A team of four need half-a-day to set up the space before the workshops start.

To begin, children take a sensory walk through the ‘tree’ to see, smell and touch before creating a soundscape with instruments, making weather-like sounds, frog, bird and animal calls coupled with their voices.

Three more workshops follow, introducing The Jub Jub Tree characters: huge, tactile, noisy puppets Goat, Rooster and Donkey, each with their own sound, song and activity.

‘What does Goat smell like? Feel like? Sound like? What sort of fellow is Goat? How does he move? He is old and wise and works hard,’ artistic director Michelle Hovane explains.

The children make a goat mask, rooster puppet (Rooster is busy and bossy) and play a tasting game (Donkey eats leaves before they are ready).

Hovane says the repetitive, staged process creates ‘scaffolding’ for the children.

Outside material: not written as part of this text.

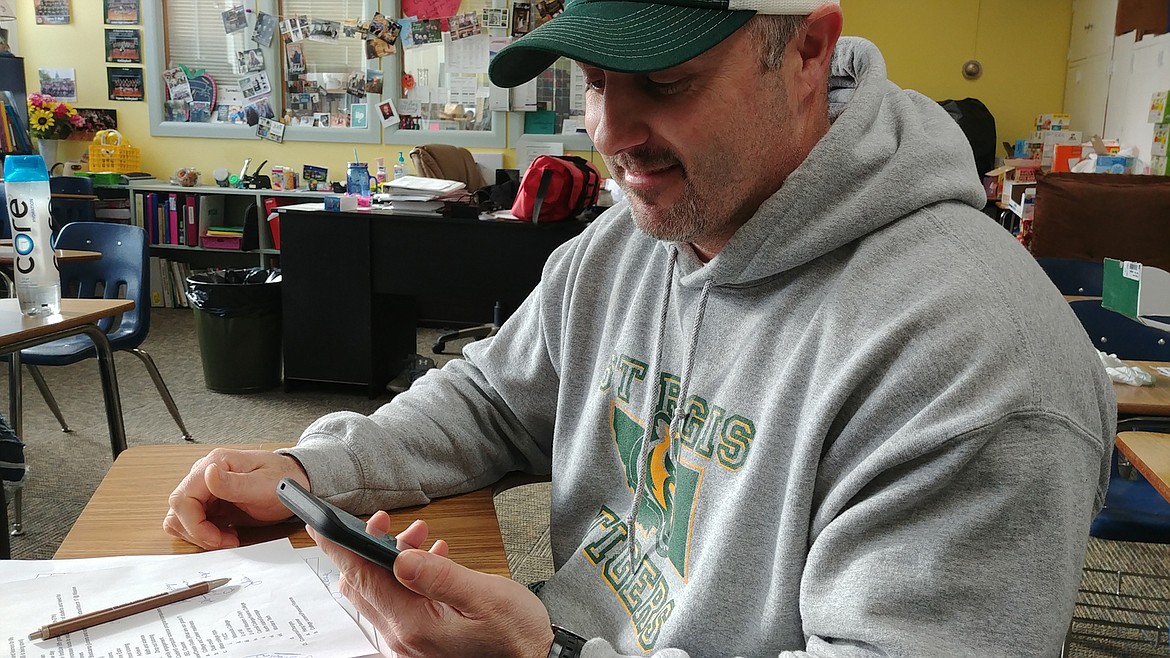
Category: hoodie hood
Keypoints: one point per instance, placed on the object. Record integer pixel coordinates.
(881, 141)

‘By the time they get to the performance, they know where they are, who the characters are, the songs and some story elements, so when we put it together they can enjoy the story of how the animals plant the Jub Jub Tree,’ she says.

By show time, actors tailor their performance to children they know as individuals, who can interact, feel the soil, water and seeds and help the animals.

‘They get it, they follow the story and they feel achievement,’ Hovane says.

Hovane explains how it is satisfying to link language to feeling, acknowledge the complexities of children with a disability and inspire teachers.

‘It’s very heart-based work,’ she said.